Regardless of all the trade speculation surrounding Dwight Howard, Howard will be a member of the Orlando Magic in 2011. If Superman can touch upon these five areas of his game, the Orlando Magic will inch closer to their quest for an NBA title.
Howard has grown into the most dominating center in the NBA, and in the process, has led the Magic to at least 52 wins in each of the last four seasons, including an appearance in the finals just two seasons ago.
The Magic have become an elite NBA team the past few seasons, though recently, they have taken a step in the wrong direction.
The Magic were eliminated in the first round of the 2011 NBA Playoffs, Orlando's earliest departure from the playoffs since 2006.
Regardless of what players currently surround Howard on the Magic, Howard himself can make Orlando a much better team by simply improving certain aspects of his own game.
Dwight Howard's free-throw shooting has been atrocious ever since he stepped foot on an NBA court.

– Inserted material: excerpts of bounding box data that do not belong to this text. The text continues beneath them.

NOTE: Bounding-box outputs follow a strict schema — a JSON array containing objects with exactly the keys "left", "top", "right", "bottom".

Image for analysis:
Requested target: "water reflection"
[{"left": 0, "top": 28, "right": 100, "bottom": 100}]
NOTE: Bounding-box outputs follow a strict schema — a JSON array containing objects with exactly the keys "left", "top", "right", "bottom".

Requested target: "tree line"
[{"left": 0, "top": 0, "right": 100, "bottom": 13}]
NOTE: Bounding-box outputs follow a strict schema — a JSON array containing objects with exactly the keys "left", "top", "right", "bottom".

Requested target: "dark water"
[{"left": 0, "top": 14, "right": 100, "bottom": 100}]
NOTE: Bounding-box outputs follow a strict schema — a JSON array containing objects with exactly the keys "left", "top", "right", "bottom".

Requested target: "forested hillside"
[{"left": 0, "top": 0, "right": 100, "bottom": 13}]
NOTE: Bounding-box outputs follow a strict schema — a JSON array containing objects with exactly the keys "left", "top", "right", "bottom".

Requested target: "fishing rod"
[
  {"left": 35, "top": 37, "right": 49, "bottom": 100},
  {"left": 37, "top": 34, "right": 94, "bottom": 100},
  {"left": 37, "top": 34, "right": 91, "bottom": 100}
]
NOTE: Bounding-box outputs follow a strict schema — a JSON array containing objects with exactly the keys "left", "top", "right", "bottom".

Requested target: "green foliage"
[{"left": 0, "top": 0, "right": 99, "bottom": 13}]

Actually, Howard's free-throw shooting from last season (59 percent) was worse than that of his rookie year when he shot 67 percent from the line.
Howard led the NBA in free-throw attempts in 2011 with 916; the problem is he only hit 546 of those shots.

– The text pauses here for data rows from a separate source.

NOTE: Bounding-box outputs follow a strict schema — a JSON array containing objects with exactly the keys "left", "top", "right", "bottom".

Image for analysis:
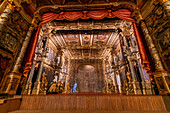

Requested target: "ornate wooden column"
[
  {"left": 0, "top": 0, "right": 16, "bottom": 35},
  {"left": 0, "top": 19, "right": 38, "bottom": 94},
  {"left": 160, "top": 0, "right": 170, "bottom": 17},
  {"left": 141, "top": 21, "right": 170, "bottom": 94},
  {"left": 32, "top": 37, "right": 49, "bottom": 94}
]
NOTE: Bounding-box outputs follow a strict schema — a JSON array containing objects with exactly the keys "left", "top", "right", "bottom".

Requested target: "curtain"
[
  {"left": 24, "top": 9, "right": 149, "bottom": 75},
  {"left": 23, "top": 26, "right": 41, "bottom": 76},
  {"left": 132, "top": 22, "right": 150, "bottom": 72}
]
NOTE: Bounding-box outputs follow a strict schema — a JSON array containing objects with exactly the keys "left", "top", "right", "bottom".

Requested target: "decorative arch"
[{"left": 23, "top": 9, "right": 150, "bottom": 78}]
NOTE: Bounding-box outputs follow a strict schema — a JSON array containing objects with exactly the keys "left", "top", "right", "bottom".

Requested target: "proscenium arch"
[
  {"left": 78, "top": 64, "right": 95, "bottom": 72},
  {"left": 35, "top": 1, "right": 138, "bottom": 16}
]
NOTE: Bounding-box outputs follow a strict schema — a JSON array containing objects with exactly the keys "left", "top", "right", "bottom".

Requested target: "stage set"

That's 370 points that Howard left on the court last season.
If Howard could just up his yearly free-throw average to 70 or 75 percent, the Orlando Magic would win more games, plain and simple.
Dwight Howard first tried out his mid-range jump shot back in 2009, but after a few failed attempts, the shot was seemingly shut down for the remainder of the season.

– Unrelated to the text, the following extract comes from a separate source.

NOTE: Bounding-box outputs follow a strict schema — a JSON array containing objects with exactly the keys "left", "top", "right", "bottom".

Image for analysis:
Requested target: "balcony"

During the 2010 season, however, Howard found more success with his jumper and knocked it down sporadically throughout the entire season.
If Howard can continue to develop his mid-range game and add a consistent jump shot to his arsenal of offensive weapons, Howard would become nearly impossible to defend.
Dwight Howard turns the ball over quite often.
When defenders force the big man to put the ball on the floor, Howard often gets flustered and bad things happen. Whether it's dribbling the ball off his foot or simply having the ball swiped away from his possession, the ball is never safe when Howard puts it on the floor.
Howard committed 279 turnovers during the 2010 season, averaging over 3.5 turnovers per game.
Turnovers kill an offense. It's not only the Orlando Magic losing out on a possession, but it's the opposing team gaining one.
If Howard can cut back on his turnovers, the Orlando Magic as a team will gain control of the ball more— enhancing their scoring opportunities.
Dwight Howard sees as many double-teams as any other player in the NBA, if not more. When these double-teams come, Howard has to be able to find the open shooter on the perimeter.
This is why general manager Otis Smith has surrounded Howard with premier three-point shooters, to hit them when teams double down on him in the post.
The key for Howard and the Orlando Magic is for Dwight to find the open man more consistently out of the double-team so three-point shooters like J.J. Redick and Ryan Anderson can cash in on their shooting ability.
Dwight Howard could also help court a fellow NBA superstar, maybe a Chris Paul, to join him in Orlando.
There is no doubt in my mind that Paul and Howard talk about playing together—why wouldn't the best point guard in the NBA and the best center in the NBA not want to team up?
Obviously there are other excruciating circumstances that will have a say in whether a superstar like Paul could ever join the Orlando Magic, but Dwight Howard could help sway a guy like Paul towards Orlando regardless.